Using RegEx in Python expressions#
This guide explains how to use regular expressions to transform data in a data extract.
Introduction#
Use Python expressions in custom scripts to transform your data extract. For a list of all available custom script transformations, see Available custom script instructions.
When using Python expressions in custom scripts, you must follow certain rules - these rules are covered in more detail in Using Python expressions in custom scripts.
To learn more about regular expressions, see the following links:
In Adverity, curly braces {}
are reserved for column name placeholders. If your regular expression uses curly braces, update it to use square brackets instead. For example, use [a-z][2]
instead of [a-z]{2}
.
Using RegEx in Python expressions#
To use a regular expression in a Python expression within a custom script, use the re
Python module.
By default, regular expression matching is case-sensitive. If you want to perform non case-sensitive matching, first convert your column to lower or uppercase in the Python expression. For example:
{column_name}.lower()
{column_name}.upper()
Below are some examples of use cases of using RegEx in Python expressions to transform your data.
Filtering data with RegEx#
To keep only the elements in a column that match a specific regex pattern, use re.match()
inside your conditional Python expression:
'positive_output_value' if re.match('pattern', {column_name}) else 'negative_output_value'
To configure the Python expression, change the following parameters:
column_name
- This is the name of the column that you want to filter.pattern
- This is the regex pattern used for filtering.positive_output_value
andnegative_output_value
- These are target values that you want to use based on data filtering.
For example, to get usernames for email addresses in mydomain
and delete other values, use this expression:
{column_name}.split('@')[0] if re.match('.*@mydomain\..*', {column_name}) else ''
Using RegEx as a condition#
In some custom scripts, you need to define just the condition, not the full Python expression, for example, in select. In this case, enter the following Python expression into the transformation:
re.match('pattern', {column_name})
To configure the Python expression, change the following parameters:
column_name
- This is the name of the column that you want to filter.pattern
- This is the regex pattern used for filtering.
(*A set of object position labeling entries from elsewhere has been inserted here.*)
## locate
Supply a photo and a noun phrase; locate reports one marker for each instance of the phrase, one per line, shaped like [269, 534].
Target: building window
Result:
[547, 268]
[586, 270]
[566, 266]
Replacing data using RegEx#
To perform a substitution based on a regex pattern in a column, use the re.sub()
function:
re.sub('pattern', 'output_value', {column_name})
To configure the Python expression, change the following parameters:
column_name
- This is the name of the column that you want to process.pattern
- This is the regex pattern used to match the text to be replaced.output_value
- This is the value you want to use as the result of the substitution.
For example, to remove all non-alphanumeric characters from text, enter the following Python expression into the transformation:
re.sub(r'[^\w\s]', '', {column_name})
Extracting data using RegEx#
To extract specific parts of a string defined by capture groups in your regex pattern, use re.search()
followed by .group(index)
:
re.search('pattern', {column_name}).group(index)
To configure the Python expression, change the following parameters:
column_name
- This is the name of the column that you want to process.pattern
- This is the regex pattern used for extraction.index
- This is the numeric index of the regex capture group that you want to extract. If you didn’t use any capture groups in your regex pattern, enter0
.
For example, to extract the first number from a string, enter the following Python expression into the transformation:
re.search(r'(\d+\.?\d*)', {column_name}).group(0)
Before using the extracted number as a numeric value, apply the convertnumbers instruction to the column.